Semiconductor quantum dots (QDs) as a quantum emitter can generate single photons which can deliver quantum information. In particular, III-N semiconductor QDs have potential advantages of scalability and current-driven operation at room temperature because of their small size, p-type doping and large valence band offset energy. Despite the advantages, QDs still struggle in achieving unity extraction efficiency, which is a prerequisite for their applications. For example, Stranski-Krastanov growth mode QDs grown in planar structures have difficulties in extracting light due to total internal reflection. Even though epitaxially grown three dimensional pyramidal structures exhibit the increase in light extraction, it is still required to have higher efficiency to applications. In this thesis, two approaches based on finite-difference time-domain (FDTD) simulations are proposed as upper and lower side light extraction. First, upward light extraction is enhanced by using an immersion lens. An immersion lens on top of site-controlled QDs, fabricated by two photon polymerization, extracts and focuses emitted light from QDs. FDTD simulation predicts 8 times increase a light intensity and 3 times increase in light extraction efficiency at 450 nm emission wavelength and numerical aperture of 0.5. Second, downward light extraction is enhanced by coupling between the source and an optical fiber with a metal mirror. A metal layer along pyramidal QDs directs the emitted light downwards. A dielectric layer between the metal layer and pyramids is introduced to reduce metal absorption. The emitted light of 450 nm wavelength is then coupled with an 800 nm diameter tapered optical fiber; FDTD simulation predicts a single mode coupling efficiency of 48 %. FDTD simulation predicts that extraction efficiency of QDs on pyramids in upper and lower direction is improved. Its realization for a site-controlled III-nitride pyramidal QDs is expected to have a potential application in quantum communication, quantum cryptography, .and quantum simulation.

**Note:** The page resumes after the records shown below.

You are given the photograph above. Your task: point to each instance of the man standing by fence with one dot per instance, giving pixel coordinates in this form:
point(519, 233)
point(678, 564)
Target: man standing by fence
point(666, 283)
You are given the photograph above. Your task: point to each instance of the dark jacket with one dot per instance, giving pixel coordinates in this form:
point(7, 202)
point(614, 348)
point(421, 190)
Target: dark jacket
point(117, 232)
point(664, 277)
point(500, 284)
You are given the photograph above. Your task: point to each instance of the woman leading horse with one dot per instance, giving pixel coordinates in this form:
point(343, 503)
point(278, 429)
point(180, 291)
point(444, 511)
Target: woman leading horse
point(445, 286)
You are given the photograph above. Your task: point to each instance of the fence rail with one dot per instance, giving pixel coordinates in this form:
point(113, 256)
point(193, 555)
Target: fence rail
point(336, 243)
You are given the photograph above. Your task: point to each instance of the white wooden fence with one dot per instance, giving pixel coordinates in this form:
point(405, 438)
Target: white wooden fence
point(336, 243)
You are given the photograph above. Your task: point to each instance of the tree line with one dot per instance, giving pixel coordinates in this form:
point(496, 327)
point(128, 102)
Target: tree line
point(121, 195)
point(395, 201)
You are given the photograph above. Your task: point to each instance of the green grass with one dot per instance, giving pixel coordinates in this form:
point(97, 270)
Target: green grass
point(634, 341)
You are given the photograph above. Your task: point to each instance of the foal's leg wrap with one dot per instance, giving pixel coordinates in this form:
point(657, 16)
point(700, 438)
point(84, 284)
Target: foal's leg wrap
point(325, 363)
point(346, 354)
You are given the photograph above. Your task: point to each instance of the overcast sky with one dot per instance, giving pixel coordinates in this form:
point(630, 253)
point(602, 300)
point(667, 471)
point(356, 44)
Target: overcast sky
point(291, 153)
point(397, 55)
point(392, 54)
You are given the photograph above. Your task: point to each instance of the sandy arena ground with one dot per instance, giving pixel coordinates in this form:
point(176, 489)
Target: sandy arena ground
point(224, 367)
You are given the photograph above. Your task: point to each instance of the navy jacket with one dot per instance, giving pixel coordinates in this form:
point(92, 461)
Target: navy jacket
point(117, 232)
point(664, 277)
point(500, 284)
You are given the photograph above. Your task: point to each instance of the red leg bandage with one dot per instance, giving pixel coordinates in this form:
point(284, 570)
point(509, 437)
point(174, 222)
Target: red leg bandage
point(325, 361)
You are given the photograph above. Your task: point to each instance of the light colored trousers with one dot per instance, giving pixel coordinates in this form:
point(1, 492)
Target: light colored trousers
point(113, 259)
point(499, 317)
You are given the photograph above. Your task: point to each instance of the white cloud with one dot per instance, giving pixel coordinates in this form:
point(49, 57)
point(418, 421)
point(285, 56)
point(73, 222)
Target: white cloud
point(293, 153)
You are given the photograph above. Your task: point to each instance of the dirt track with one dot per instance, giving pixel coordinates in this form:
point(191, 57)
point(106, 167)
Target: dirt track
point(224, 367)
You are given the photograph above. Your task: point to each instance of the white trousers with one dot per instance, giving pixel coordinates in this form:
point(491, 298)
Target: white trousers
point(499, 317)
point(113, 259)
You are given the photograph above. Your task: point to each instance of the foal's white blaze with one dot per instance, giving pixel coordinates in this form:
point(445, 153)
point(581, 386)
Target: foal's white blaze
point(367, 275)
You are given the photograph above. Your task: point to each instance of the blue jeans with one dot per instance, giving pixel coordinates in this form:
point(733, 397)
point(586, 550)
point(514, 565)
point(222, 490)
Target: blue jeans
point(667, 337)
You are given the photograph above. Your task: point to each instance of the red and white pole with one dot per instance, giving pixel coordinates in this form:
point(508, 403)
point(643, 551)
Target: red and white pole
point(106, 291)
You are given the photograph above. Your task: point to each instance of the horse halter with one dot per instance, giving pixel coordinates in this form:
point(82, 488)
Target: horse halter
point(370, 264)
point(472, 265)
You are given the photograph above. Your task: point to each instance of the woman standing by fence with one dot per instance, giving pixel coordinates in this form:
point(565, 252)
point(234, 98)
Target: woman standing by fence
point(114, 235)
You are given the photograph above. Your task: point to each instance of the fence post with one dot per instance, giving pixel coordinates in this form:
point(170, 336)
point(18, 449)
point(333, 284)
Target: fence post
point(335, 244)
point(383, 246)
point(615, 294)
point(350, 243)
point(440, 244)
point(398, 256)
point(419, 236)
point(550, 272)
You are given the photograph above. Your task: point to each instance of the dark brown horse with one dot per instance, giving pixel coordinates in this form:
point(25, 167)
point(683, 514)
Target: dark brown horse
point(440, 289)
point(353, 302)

질화물 반도체 양자점은 그 작은 크기와, 전류 및 상온 구동가능성 덕분에, 향후 범용적으로 양자 암호 혹은 양자 정보 통신 등에 사용할 수 있다. 단일광자광원으로서 양자점은 그 응용을 위하여 높은 광 추출효율을 요구한다. 본 논문에서는 위치 조절 가능한 양자점에서 위, 아래로 추출하는 2가지 방법을 통해 광추출 효율을 높이고자 한다. 위로 추출하는 방법은 굴절률이 낮은 고분자를 이광자 중합을 이용해 마이크로 렌즈를 양자점 위에 형성하여, 더 많은 빛을 추출하며 빛의 방향성을 조절하는 방법이다. 유한요소시간영역법을 이용하여 시뮬레이션한 결과 파장이 450 nm 이며, NA가 0.5일 때 8배의 추출 효율이 향상되었다. 아래로 추출하는 방법은 금속을 거울로 이용하여 광섬유와 커플링을 하는 방법이다. 시뮬레이션 결과로 800 nm 지름의 광섬유에 60% 이상의 빛이 기본모드로 전파되었다.